• Tidak ada hasil yang ditemukan

BAB II TINJAUAN PUSTAKA

2.3 Komplikasi Diabetes Mellitus Tipe 2 Dengan Hipertensi

Secara umum diperkirakan hipertensi dijumpai dua kali lebih banyak pada populasi diabetes dibanding non diabetes. Hipertensi diketahui mempercepat dan memperberat penyulit-penyulit akibat diabetes seperti penyakit jantung koroner, stroke, nefropati diabetik, retinopati diabetik, dan penyakit kardiovaskular akibat diabetes, yang meningkat dua kali lipat bila disertai hipertensi. Hipertensi merupakan faktor utama dari harapan hidup dan komplikasi pada pasien diabetes dan menentukan evaluasi dari nefropati dan retinopati penderita diabetes khususnya.

Adapun salah satu penyebab terjadinya hipertensi adalah resistensi insulin/hiperinsulinemia. Kaitan hipertensi primer dengan resistensi insulin telah diketahui sejak beberapa tahun silam, terutama pada pasien gemuk. Insulin

merupakan zat penekan karena meningkatkan kadar ketekolamin dan reabsorpsi natrium (Saseen dan Carter, 2005).

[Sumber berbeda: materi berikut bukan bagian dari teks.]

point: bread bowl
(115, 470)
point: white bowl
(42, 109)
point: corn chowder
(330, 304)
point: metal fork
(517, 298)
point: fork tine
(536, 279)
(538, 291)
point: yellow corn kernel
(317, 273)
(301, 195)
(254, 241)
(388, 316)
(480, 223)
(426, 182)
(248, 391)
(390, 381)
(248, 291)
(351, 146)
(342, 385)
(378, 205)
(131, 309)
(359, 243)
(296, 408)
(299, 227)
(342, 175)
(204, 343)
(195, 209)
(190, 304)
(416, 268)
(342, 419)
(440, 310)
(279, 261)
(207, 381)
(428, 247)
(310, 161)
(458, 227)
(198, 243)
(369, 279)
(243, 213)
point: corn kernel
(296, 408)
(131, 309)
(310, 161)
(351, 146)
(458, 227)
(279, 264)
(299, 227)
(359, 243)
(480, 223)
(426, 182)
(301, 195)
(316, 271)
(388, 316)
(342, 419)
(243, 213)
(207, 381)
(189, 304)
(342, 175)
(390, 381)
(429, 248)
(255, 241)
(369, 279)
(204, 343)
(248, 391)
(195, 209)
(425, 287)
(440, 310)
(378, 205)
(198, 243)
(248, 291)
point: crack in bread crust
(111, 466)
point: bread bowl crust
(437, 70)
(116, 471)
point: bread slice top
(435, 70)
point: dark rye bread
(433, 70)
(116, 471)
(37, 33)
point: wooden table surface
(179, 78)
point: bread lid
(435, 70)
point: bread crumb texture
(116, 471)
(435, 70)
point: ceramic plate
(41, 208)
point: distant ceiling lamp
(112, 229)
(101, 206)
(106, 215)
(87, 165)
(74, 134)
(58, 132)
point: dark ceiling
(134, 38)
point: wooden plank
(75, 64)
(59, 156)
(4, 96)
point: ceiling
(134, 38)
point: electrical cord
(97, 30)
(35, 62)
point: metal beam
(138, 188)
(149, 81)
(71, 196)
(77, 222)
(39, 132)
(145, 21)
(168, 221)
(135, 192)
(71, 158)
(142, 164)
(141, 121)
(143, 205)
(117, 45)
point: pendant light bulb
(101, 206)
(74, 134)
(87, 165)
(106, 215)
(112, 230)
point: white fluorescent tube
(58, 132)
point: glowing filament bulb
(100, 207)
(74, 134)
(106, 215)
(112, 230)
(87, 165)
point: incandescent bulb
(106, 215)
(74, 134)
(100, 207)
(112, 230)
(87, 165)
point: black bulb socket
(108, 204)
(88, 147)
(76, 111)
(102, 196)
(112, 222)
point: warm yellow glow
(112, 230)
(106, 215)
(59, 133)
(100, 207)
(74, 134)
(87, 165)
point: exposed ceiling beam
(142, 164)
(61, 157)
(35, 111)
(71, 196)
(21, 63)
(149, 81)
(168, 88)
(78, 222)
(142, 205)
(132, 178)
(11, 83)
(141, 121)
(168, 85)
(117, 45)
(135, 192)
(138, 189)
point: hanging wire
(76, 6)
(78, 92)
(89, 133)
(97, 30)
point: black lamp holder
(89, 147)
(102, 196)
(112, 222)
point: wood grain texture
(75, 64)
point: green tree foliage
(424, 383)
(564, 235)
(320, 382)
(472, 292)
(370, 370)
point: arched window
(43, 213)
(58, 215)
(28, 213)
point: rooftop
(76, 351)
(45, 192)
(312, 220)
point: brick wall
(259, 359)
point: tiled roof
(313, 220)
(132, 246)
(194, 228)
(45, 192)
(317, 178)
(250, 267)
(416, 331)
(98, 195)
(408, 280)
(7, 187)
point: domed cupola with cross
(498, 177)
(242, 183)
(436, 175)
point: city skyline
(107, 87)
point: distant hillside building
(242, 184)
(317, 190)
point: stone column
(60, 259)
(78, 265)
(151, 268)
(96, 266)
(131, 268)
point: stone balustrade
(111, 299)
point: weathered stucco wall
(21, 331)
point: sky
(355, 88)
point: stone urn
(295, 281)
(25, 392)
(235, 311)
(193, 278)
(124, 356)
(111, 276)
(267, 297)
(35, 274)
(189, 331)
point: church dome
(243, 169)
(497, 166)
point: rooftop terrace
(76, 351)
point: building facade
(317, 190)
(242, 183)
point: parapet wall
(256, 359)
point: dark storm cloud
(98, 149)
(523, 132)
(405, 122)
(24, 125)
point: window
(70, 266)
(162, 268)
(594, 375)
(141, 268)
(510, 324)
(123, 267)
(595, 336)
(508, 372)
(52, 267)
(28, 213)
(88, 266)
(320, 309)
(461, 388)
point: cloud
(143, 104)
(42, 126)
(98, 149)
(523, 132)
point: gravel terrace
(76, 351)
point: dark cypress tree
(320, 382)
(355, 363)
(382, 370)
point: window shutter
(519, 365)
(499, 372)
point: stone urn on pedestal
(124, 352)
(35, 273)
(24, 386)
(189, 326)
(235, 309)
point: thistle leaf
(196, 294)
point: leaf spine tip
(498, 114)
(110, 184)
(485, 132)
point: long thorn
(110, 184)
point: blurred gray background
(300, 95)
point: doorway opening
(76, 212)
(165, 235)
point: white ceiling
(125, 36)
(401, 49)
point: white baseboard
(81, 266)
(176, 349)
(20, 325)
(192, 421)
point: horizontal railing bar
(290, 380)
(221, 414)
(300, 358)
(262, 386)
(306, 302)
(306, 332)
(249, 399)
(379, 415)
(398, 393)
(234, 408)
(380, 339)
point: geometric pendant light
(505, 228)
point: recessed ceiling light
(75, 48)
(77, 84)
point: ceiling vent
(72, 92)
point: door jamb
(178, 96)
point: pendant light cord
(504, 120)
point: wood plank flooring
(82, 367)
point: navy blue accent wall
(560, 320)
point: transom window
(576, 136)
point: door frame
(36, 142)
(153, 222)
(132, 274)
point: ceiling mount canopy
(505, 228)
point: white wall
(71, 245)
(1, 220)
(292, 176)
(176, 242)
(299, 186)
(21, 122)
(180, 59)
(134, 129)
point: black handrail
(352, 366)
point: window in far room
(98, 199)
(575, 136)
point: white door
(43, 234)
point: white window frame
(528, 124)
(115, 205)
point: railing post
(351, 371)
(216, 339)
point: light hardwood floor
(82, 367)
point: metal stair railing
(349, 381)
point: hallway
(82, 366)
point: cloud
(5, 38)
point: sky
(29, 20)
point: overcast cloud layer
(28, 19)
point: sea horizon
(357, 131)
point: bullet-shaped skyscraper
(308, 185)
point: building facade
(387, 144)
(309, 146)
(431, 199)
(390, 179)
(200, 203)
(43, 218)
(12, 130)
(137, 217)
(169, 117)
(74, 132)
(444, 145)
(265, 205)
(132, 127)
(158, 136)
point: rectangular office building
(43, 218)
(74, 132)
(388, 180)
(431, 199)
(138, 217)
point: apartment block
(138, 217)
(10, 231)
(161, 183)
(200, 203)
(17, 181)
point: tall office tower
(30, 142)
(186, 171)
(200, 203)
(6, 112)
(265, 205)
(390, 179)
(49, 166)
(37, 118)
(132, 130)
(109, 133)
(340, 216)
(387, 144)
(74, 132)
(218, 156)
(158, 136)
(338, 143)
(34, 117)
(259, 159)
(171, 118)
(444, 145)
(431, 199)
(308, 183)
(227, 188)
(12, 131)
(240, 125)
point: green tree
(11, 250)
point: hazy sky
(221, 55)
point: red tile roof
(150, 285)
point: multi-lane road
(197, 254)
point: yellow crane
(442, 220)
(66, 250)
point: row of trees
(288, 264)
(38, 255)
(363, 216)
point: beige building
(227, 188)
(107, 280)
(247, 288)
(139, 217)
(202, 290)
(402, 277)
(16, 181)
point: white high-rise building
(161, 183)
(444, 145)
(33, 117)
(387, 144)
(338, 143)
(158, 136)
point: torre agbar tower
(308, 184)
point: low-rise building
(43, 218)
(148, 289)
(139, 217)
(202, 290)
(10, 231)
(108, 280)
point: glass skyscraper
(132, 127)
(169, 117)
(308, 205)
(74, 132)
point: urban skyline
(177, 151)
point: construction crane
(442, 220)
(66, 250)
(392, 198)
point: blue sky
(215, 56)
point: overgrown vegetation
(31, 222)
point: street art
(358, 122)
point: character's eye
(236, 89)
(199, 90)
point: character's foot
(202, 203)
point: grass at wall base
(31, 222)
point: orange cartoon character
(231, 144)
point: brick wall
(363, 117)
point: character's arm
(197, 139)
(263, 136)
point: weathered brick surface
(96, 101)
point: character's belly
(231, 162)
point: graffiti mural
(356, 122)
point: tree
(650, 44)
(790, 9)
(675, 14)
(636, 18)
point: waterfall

Hubungan antara diabetes tipe 2 dan hipertensi lebih kompleks dan tidak berkaitan dengan nefropati. Pada pasien diabetes tipe 2, hipertensi seringkali bagian dari sindrom metabolik dari resistensi insulin. Hipertensi mungkin muncul selama beberapa tahun pada pasien ini sebelum diabetes mellitus muncul. Hiperinsulinemia memperbesar patogenesis hipertensi dengan menurunkan ekskresi sodium pada ginjal, aktivitas stimulasi dan tanggapan jaringan pada sistem saraf simpatetik, dan meningkatkan resistensi sekeliling vaskular melalui hipertropi vaskular. Penatalakasanaan yang giat dari hipertensi (<130/80 mmHg) mengurangi perkembangan komplikasi makrovaskular dan mikrovaskular (Saseen dan Carter, 2005).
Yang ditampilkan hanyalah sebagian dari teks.